OTAs are about teaching much more than evaluating. That much always has been true, and that’s why during the offseason the Jaguars aren’t really hurt much when it is necessary to move a practice indoors. The Jaguars’ primary objective for 2012’s offseason is to get the offense installed and to ensure players are familiar with the schemes entering training camp, and even working indoors, mental work and teaching can get done. Now, during the regular season that’s a different story, which is why the idea of a practice bubble will remain an ongoing issue.

 

WHAT’S NEXT

Most of the 90 Jaguars players on the off-season roster will participate in organized team activities practices through Friday, June 1. The team’s mandatory mini-camp is scheduled to run June 12-14. Training camp is scheduled to begin in late July.

 

QUICK HITS

*Linebacker Clint Session, fullback Montell Owens and cornerback Aaron Ross were among those absent from practice Tuesday. Defensive end John Chick, defensive tackle Tyson Alualu and defensive tackle Terrance Knighton, cornerback Rashean Mathis and cornerback Ashton Youboty – all of whom have been out with injuries – also did not attend the session in the lower club level. Mularkey said while he was concerned about players making it back from Memorial Day weekend because of Tropical Storm Beryl there were no unexpected absences.

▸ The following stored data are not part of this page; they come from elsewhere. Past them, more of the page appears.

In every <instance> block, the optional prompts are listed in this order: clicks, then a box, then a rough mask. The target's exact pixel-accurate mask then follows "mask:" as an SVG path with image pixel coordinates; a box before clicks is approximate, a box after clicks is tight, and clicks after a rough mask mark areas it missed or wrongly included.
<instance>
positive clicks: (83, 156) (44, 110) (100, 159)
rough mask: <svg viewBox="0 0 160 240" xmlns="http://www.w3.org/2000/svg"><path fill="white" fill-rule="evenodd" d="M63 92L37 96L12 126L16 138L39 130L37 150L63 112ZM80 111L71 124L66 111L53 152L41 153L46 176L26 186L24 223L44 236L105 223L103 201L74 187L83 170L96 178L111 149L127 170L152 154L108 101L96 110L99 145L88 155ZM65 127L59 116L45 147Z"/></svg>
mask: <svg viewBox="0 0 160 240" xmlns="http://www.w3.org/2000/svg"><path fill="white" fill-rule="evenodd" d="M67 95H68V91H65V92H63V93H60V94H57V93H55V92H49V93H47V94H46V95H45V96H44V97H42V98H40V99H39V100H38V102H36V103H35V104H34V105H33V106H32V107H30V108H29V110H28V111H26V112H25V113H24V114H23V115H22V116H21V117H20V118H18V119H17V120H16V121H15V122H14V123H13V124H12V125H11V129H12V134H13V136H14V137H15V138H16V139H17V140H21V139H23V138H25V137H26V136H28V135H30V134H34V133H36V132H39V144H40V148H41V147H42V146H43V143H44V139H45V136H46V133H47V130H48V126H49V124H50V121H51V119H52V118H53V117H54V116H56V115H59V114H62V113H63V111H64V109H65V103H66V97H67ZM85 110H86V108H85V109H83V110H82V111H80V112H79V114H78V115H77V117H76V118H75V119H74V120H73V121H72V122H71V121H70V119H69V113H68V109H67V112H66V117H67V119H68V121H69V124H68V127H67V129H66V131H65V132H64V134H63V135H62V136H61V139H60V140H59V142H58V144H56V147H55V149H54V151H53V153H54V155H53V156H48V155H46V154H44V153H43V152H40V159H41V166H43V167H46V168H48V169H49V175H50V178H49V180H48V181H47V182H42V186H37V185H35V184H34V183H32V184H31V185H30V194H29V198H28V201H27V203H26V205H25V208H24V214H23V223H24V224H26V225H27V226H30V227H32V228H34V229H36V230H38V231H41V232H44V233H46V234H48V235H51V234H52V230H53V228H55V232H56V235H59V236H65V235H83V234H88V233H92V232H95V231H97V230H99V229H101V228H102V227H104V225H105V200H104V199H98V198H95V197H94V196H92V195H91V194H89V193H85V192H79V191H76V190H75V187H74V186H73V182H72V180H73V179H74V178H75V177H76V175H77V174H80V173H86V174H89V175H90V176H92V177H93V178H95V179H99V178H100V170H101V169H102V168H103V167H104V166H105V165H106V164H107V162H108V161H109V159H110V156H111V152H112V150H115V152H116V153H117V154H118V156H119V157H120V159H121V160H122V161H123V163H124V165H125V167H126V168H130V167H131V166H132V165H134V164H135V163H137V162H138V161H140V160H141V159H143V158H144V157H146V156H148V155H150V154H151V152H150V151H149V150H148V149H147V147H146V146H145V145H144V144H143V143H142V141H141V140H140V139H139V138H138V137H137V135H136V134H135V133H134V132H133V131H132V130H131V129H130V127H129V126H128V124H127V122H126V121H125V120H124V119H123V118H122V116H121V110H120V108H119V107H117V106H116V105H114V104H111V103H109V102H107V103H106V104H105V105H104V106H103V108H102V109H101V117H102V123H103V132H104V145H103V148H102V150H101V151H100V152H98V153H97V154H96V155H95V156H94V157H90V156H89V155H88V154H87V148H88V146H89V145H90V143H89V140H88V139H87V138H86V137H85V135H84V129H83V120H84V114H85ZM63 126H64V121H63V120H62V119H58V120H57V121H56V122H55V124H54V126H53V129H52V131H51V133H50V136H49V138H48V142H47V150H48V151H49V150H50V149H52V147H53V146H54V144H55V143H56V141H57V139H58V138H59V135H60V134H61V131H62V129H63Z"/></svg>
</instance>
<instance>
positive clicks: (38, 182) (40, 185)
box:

*Nwaneri said one benefit to the new offense being installed by Mularkey and offensive coordinator Bob Bratkowski is the new scheme has more options for the line when facing blitzes or defensive changes at the line of scrimmage.

*Nwaneri also said the offensive line has a goal this season of breaking the Jaguars record for fewest sacks allowed in a season: 28, set in 2003. “That takes a very strong effort for everyone on the line to accomplish that,” he said. “That’s where we have our goals set.”

*Mularkey on Tuesday said although tight ends Marcedes Lewis and Zach Miller are optimistic about their roles in the offense, the scheme doesn’t necessarily favor his former position. “That happens to be my favorite position, but I don’t favor it any more than any other,” he said. “The way it works is if that’s the guy to go to, that’s the spot the ball will go to. It’s all based on the progression.” Mularkey, who played tight end in the NFL for nine seasons, said the position does take on particular importance in the scheme in the red zone.